>>315597
Most people think of human rights as being liberating, in that you are given these permissions of things you are allowed to do.
I see them as being restrictive, as by giving rights to humans you are telling them that they are unfree by default unless the government gives its permission for them to have certain liberties.
Now I would prefer that the citizens of my country are by default free to do as they will, and it is the government that is by default unable to do anything at all. That is that unless the document I write will give it permission to do something, it may do nothing at all.
I assume this position because the people of this country have shown how bad they are at keeping themselves free, they will vote in laws and rules that will suffocate their liberty generation by generation. And so this is a matter for one man taking a stand right now, who wants little to impact his own life except the satisfaction of seeing his vision be made manifest in reality, with no investment in the outcome, just to see his curiosity satiated.

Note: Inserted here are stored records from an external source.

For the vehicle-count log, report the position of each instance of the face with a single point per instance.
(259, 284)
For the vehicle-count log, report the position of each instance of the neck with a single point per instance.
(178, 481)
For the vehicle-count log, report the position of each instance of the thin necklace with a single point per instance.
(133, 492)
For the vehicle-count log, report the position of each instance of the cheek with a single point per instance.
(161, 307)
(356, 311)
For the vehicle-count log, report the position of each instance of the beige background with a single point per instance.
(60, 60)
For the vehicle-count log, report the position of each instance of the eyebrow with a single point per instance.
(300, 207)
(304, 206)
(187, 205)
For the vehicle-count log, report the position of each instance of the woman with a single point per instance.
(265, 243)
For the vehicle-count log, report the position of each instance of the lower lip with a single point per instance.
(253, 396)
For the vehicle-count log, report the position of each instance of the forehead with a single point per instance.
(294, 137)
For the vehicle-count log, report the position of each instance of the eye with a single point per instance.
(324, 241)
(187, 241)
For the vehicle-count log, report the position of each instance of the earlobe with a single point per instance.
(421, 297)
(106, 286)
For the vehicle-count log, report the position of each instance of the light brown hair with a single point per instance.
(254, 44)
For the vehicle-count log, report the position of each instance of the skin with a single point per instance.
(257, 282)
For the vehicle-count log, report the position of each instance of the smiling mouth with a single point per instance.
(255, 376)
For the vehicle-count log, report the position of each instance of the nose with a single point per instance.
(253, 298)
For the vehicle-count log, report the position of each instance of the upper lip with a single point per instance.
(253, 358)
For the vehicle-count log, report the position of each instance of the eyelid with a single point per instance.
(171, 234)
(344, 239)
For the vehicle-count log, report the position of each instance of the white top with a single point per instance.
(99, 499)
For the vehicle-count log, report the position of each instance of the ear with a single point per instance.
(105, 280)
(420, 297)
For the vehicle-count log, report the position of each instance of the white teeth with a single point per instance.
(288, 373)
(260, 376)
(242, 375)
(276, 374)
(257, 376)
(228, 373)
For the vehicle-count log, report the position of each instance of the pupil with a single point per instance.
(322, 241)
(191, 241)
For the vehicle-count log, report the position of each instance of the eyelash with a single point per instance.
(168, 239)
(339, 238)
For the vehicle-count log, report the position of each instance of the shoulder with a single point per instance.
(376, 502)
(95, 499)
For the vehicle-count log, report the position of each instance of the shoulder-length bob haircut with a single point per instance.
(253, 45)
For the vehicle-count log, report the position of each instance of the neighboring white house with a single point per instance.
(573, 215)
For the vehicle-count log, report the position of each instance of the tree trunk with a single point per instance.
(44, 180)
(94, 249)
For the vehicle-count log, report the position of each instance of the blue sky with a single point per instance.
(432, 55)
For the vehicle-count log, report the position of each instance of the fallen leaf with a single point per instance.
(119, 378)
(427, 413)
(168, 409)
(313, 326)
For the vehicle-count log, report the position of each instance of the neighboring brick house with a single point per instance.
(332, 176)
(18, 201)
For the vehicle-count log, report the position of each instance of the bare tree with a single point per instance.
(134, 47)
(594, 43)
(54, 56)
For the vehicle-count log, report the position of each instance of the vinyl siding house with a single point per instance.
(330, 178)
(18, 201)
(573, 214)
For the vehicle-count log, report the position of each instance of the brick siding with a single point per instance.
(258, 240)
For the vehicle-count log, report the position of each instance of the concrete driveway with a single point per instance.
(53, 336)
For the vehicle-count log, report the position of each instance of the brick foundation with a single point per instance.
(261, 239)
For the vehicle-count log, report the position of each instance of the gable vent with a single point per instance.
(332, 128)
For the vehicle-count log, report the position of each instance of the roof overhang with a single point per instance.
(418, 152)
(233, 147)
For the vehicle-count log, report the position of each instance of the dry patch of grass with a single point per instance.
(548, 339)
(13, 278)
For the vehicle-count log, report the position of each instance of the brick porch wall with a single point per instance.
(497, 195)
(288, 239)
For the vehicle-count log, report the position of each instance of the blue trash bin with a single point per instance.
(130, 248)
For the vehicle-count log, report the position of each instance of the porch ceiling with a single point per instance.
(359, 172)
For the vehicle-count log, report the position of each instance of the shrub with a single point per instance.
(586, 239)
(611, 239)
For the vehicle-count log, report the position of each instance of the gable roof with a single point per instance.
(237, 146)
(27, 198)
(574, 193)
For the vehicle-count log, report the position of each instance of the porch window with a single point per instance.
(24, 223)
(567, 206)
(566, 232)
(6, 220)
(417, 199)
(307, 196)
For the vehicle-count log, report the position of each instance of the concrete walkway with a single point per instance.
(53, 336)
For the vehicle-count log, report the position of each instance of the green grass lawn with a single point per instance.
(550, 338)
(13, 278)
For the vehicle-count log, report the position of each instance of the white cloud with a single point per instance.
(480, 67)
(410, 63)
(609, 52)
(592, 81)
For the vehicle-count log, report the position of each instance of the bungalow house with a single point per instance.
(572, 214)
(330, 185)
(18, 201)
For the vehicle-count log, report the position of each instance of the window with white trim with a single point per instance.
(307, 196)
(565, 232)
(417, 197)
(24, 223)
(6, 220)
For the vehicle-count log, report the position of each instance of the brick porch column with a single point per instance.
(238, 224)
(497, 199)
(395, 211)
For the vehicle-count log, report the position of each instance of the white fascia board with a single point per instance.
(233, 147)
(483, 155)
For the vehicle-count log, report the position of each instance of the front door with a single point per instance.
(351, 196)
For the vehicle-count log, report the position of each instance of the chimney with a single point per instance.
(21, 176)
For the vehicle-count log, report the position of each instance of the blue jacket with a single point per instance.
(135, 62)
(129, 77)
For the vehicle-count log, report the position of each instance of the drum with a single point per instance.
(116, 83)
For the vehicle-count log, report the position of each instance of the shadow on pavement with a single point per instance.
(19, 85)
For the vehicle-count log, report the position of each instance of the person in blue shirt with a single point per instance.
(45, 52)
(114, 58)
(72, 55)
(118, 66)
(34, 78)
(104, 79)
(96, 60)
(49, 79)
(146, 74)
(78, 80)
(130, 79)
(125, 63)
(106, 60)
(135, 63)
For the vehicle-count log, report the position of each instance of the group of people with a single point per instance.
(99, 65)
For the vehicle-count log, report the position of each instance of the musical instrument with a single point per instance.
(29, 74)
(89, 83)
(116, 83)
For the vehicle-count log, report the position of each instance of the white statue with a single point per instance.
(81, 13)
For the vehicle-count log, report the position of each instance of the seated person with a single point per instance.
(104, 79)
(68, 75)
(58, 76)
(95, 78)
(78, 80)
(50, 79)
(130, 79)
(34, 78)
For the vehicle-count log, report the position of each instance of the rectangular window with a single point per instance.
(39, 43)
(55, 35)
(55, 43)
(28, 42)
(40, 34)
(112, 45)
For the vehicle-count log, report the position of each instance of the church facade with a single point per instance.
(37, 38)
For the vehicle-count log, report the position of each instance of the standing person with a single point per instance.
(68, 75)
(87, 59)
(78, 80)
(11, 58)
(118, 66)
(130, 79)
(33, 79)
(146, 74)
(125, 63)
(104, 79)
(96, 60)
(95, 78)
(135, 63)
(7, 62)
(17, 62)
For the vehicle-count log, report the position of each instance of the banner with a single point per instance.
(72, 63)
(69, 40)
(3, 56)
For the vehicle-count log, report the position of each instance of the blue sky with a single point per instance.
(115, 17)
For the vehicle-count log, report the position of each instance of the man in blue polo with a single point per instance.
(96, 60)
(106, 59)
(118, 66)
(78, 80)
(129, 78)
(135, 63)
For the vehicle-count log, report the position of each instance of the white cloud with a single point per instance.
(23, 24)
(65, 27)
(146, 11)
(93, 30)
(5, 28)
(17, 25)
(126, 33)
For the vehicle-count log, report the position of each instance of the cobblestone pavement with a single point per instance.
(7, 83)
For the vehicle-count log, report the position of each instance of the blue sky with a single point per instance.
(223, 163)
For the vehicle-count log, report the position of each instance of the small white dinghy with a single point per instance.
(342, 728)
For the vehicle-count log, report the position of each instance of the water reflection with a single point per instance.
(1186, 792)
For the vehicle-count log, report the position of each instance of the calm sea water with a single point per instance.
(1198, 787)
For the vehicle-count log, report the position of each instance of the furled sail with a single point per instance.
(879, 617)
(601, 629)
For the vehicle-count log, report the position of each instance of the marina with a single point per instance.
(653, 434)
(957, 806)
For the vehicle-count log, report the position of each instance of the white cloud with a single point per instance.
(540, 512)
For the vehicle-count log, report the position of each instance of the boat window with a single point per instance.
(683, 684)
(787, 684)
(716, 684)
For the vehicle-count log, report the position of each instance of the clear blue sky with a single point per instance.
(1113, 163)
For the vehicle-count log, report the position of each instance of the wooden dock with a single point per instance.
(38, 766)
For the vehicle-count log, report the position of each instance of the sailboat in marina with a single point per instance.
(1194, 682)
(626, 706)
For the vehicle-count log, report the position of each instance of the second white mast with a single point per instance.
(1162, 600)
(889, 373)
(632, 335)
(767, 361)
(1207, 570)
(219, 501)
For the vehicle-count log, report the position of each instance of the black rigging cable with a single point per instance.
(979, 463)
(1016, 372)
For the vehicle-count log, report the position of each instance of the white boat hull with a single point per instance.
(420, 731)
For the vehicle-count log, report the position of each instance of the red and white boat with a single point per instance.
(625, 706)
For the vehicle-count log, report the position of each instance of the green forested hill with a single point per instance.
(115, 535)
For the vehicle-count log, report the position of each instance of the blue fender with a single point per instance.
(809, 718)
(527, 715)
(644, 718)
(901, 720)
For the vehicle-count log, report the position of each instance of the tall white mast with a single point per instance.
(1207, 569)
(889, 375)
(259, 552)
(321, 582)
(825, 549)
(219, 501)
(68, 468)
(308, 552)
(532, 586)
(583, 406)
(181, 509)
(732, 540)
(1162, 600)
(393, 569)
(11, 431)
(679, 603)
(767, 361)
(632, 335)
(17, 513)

And then I would start giving rights to the government, and those rights will be restricted and locked to the following: that the government shall have the right to do what is reasonably necessary to protect the sovereignty of the individual citizen over their person and property, that is to say over their bodies and their belongings, by way of requiring that any interaction one citizen makes with what is owned by another is done with the informed voluntary and nonwithdrawn consent of owner. That is the principle of nonaggression.
I have an issue with those humans who assert that their needs are rights, or that their wants are rights, or that they have a right to resourced and opportunities.